Much abounds too of what Mr Sutherland calls the "illusion of autonomy".  The grossest example is the wall of wine in a supermarket: the con-trick suggesting untrammelled choice but offering a range narrower than Hugh Grant.  The 'independent' sector can be guilty of this too, rightly making a virtue of difference but at the same time lapsing into hyperactive differentiation.  There are more distinctions between wines than Mr Sutherland likes to let on (there are also more colours than red and white), but not as many as we like to think.  The Spanish white grape Godello, for instance, is very similar to better-known Albarino and both come from Galicia.  They produce, on the whole, quite similar wines, with some differences dependent on the producer and the location and for the most part discernible only to the most determined of drinkers.  Yet as a grape, Godello tells a most wonderful story of survival, being as it was nearly extinct only a few decades ago.  For me it is the stories - the idiosyncratic tapestry of culture, geography and history - that brings wine to life, and aside from sleuthing skills, it is in imaginatively relating those stories that the true value of the wine merchant resides.

The trade is right to market and sell this expertise to less knowledgeable customers - indeed has as much of a right to do as the advertising industry. And here is where Mr Sutherland - peculiarly given he has made a career out of being an accomplished commercial storyteller - seems to miss the point.

So much wine is rubbish, which is why so more and more people are avoiding drinking that kind of wine and instead expanding their knowledge, widening their purchasing horizons and becoming more adventurous. Particularly younger wine drinkers.

It is why when I go to a pub, I drink beer. Instead people search out real points of difference (and they do, it doesn't take much searching).  Wine is also typically better when drunk with food, which is how most people in traditional wine regions such as France or Italy take it.  And both because wine can be tricky to navigate, and merchants are prone to obfuscate in their own interests, drinkers are taking upon themselves to learn more about what they're drinking.  We are going through a youthful renaissance in wine all over the world because more than any other drink it has a compelling story to tell. Its sheer unpredictability, flexibility, diversity and enjoyability paint a salivating picture any ad-man would surely delight in.  Above all, the story wine tells is a human story.

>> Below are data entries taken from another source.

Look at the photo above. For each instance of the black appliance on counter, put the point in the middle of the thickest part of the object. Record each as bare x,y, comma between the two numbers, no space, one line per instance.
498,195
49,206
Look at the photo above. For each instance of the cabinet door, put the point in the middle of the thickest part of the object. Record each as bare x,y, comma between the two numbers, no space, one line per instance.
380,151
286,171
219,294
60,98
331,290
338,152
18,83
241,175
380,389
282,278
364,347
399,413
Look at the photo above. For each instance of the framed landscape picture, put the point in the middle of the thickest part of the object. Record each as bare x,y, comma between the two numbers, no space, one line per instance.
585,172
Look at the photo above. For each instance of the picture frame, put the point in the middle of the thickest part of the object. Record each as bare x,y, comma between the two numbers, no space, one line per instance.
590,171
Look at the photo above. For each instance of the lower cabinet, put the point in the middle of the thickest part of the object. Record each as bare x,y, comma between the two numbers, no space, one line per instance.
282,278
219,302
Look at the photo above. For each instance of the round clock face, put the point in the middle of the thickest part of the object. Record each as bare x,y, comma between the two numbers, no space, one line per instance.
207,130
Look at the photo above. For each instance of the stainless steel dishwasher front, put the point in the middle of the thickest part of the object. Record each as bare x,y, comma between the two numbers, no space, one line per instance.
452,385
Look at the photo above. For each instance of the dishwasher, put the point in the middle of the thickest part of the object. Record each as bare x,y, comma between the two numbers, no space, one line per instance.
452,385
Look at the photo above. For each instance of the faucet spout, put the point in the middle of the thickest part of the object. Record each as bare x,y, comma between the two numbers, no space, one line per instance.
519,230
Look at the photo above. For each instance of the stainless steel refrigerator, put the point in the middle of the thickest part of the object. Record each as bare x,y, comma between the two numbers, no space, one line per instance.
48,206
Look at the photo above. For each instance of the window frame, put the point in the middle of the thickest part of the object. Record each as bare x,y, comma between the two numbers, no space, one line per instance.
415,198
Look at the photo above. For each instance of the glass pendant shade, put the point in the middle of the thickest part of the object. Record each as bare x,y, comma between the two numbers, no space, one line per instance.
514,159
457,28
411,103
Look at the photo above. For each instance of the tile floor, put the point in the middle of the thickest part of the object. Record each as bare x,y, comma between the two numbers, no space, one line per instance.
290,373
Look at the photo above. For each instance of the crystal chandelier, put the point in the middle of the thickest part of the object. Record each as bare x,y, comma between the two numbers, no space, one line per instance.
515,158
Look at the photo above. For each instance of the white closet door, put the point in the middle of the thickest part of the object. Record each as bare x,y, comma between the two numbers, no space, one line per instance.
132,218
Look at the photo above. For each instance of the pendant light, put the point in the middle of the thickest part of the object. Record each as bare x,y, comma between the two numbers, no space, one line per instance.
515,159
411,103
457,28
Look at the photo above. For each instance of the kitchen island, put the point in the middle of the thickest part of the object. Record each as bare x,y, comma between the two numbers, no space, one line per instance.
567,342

Many millions of satisfied wine drinkers cannot all be guilty of Mr Sutherland's "Freudian" anxieties.  It is an entertaining argument, but long words and straw men are time-honoured tools for writers desiring - to scrounge a phrase - to "advertise their own discernment". Ultimately Mr Sutherland's explanation does more to explain why wine is undergoing such a surge in popularity, rather than dispel it.